This little project is one that I borrowed from Data Camp where they’ve challenged users to build a random forest model that can accurately predict whether a pokemon is legendary or not. A decision tree is a machine learning algorithm that that takes in a set of inputs (in this case the Pokemon and their attributes) and results in a tree-like model of decisions and possible outcomes to predict a result (in this case, whether the Pokemon is legendary or not), and a random forest combines hundreds or even thousands of trees for an even more accurate prediction. The traits and characteristics of pokemon, legendary and non-legendary alike, have changed much over the years and I was rather interested to see if either of these models could accurately predict legendary status.
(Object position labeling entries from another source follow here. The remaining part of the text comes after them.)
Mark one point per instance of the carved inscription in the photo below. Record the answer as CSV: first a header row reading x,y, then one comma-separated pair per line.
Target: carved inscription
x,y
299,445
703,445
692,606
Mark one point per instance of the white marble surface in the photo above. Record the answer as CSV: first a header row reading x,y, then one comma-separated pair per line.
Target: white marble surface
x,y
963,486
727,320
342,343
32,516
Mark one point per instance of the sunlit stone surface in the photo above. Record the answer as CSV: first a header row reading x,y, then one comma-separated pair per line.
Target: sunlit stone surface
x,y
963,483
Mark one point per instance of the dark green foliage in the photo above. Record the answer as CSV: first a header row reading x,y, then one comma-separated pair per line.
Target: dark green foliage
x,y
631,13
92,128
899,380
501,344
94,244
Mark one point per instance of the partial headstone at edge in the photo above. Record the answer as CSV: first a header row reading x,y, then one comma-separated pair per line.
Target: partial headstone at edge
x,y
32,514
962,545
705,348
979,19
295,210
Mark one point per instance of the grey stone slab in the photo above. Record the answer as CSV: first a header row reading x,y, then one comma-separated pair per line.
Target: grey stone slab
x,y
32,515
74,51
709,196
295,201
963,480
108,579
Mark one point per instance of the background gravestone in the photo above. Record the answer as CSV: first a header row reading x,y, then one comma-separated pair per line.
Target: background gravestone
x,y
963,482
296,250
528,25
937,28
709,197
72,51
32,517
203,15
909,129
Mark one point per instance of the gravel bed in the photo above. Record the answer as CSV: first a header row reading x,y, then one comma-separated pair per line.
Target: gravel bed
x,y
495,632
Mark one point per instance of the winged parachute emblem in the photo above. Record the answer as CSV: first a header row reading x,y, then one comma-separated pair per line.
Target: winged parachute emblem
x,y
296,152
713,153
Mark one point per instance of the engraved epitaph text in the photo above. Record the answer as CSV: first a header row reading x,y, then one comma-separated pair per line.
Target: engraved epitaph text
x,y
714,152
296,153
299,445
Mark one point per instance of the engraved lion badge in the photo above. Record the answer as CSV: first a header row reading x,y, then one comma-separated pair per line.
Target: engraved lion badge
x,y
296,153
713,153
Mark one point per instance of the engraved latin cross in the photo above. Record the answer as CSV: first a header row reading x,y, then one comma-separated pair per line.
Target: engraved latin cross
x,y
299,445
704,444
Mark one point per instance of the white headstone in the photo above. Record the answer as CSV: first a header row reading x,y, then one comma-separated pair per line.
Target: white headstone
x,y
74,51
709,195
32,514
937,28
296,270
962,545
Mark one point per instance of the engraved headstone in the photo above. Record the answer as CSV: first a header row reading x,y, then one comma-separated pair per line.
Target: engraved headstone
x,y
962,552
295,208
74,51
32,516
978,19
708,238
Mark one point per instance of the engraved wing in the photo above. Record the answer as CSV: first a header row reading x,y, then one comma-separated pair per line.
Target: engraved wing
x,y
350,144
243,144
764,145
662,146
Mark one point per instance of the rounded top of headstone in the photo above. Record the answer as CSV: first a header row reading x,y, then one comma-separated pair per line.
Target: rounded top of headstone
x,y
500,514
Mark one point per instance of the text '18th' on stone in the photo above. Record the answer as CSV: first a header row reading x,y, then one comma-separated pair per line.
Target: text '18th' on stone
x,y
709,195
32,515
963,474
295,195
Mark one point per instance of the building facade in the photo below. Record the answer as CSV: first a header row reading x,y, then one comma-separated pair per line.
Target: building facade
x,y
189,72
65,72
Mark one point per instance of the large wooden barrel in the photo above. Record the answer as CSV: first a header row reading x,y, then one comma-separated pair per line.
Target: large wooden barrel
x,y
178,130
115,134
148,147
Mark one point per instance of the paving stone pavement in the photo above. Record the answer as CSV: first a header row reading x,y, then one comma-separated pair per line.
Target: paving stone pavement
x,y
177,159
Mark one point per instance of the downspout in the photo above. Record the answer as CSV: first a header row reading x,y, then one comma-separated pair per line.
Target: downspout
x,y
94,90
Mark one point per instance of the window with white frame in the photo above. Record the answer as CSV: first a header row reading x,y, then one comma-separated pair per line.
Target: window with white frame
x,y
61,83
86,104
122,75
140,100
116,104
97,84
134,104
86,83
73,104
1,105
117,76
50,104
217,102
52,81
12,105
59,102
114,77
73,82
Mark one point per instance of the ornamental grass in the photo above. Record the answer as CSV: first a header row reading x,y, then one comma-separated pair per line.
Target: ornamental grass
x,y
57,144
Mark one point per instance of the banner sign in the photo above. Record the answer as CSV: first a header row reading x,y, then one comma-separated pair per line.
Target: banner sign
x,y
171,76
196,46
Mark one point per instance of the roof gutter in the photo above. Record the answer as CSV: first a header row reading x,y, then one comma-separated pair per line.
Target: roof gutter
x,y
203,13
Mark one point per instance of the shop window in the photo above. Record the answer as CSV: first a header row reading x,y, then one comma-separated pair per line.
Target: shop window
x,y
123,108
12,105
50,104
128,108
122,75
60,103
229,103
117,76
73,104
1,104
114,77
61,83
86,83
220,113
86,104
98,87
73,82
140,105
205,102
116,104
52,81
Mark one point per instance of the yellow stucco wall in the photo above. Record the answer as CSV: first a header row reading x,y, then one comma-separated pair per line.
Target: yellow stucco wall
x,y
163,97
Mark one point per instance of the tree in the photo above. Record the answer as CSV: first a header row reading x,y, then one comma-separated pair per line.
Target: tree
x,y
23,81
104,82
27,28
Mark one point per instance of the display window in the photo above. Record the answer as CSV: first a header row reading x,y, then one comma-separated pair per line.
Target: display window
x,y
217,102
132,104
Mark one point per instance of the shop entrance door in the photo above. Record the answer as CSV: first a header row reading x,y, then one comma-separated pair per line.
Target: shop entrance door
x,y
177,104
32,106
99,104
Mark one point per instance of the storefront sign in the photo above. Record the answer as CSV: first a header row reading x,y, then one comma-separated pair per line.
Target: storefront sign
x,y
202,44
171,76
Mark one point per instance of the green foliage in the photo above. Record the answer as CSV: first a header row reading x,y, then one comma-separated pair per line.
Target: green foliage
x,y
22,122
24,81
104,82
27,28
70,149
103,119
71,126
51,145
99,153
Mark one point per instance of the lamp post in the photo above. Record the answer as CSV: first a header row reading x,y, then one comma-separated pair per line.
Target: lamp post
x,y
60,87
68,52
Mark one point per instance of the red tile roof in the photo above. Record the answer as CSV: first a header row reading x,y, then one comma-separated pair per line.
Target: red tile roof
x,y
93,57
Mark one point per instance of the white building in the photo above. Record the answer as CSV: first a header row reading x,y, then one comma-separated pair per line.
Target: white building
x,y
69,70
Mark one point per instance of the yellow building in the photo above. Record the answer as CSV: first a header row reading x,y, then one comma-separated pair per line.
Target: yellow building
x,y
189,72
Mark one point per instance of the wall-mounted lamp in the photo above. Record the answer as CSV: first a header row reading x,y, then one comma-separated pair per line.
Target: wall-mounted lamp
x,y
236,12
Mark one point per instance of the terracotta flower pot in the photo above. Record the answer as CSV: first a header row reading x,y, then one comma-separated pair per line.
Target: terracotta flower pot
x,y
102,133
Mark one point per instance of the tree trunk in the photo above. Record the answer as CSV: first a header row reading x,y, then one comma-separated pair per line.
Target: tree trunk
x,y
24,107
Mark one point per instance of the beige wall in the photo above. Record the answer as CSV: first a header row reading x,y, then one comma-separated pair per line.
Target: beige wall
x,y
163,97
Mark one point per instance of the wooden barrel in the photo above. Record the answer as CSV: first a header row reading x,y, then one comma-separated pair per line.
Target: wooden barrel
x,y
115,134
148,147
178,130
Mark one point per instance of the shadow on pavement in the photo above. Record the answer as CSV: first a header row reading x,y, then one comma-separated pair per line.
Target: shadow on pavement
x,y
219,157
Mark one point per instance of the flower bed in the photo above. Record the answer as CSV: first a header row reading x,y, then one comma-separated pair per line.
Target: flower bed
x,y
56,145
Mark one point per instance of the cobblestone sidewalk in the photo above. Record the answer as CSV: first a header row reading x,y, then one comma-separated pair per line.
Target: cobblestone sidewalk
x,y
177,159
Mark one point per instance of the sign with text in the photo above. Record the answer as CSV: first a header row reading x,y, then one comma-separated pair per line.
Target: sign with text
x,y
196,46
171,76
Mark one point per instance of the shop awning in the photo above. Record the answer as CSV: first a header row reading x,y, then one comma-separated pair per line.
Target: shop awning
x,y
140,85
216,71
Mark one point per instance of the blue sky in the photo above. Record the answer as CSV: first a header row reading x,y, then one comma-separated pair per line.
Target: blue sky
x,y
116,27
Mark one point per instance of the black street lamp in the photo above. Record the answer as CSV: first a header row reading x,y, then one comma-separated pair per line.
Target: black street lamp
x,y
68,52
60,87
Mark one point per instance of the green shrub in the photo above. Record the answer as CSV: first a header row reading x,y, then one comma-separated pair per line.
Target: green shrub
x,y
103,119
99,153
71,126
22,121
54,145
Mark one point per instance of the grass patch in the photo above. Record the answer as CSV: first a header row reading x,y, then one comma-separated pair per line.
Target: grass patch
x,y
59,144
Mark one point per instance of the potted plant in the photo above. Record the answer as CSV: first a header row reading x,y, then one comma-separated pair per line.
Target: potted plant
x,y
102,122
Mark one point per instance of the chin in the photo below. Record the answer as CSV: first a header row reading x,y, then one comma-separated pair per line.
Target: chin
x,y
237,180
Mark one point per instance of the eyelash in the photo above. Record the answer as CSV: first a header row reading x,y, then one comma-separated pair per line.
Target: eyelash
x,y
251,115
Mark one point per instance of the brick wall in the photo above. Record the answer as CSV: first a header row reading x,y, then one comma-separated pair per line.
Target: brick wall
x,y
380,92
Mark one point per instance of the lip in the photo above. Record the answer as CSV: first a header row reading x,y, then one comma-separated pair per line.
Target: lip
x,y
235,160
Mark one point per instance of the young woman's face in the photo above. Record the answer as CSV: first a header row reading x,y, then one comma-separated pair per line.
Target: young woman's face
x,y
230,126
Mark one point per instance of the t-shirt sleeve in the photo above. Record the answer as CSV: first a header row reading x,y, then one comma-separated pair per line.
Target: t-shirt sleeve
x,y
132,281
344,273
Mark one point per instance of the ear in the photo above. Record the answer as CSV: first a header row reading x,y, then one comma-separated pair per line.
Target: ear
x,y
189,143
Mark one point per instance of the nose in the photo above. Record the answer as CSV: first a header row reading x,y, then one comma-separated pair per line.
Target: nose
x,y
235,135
The data used in this particular project comes from a Kaggle Data set called The Complete Pokemon Dataset. This data set contains the first 801 Pokemon beginning with Bulbasaur ending with the legendary Steel/Fairy type Pokemon Magearna. Each row in the data set is a different Pokemon and the data set contains a total of 41 variables, with the “is_legendary”" variable being the outcome we’re trying to predict. Many of the columns in this data set correspond to the individual Pokemon’s weaknesses and resistances against different types. For this study, I’ll be creating a data frame that neglects these variables as well as a few others. The variable “is_legendary”" is read in as an integer (1 if the Pokemon is legendary and 0 if it is not), so in order to make things easier to read I recoded 1 as “Legendary”, and 0 as “Non-Legendary”.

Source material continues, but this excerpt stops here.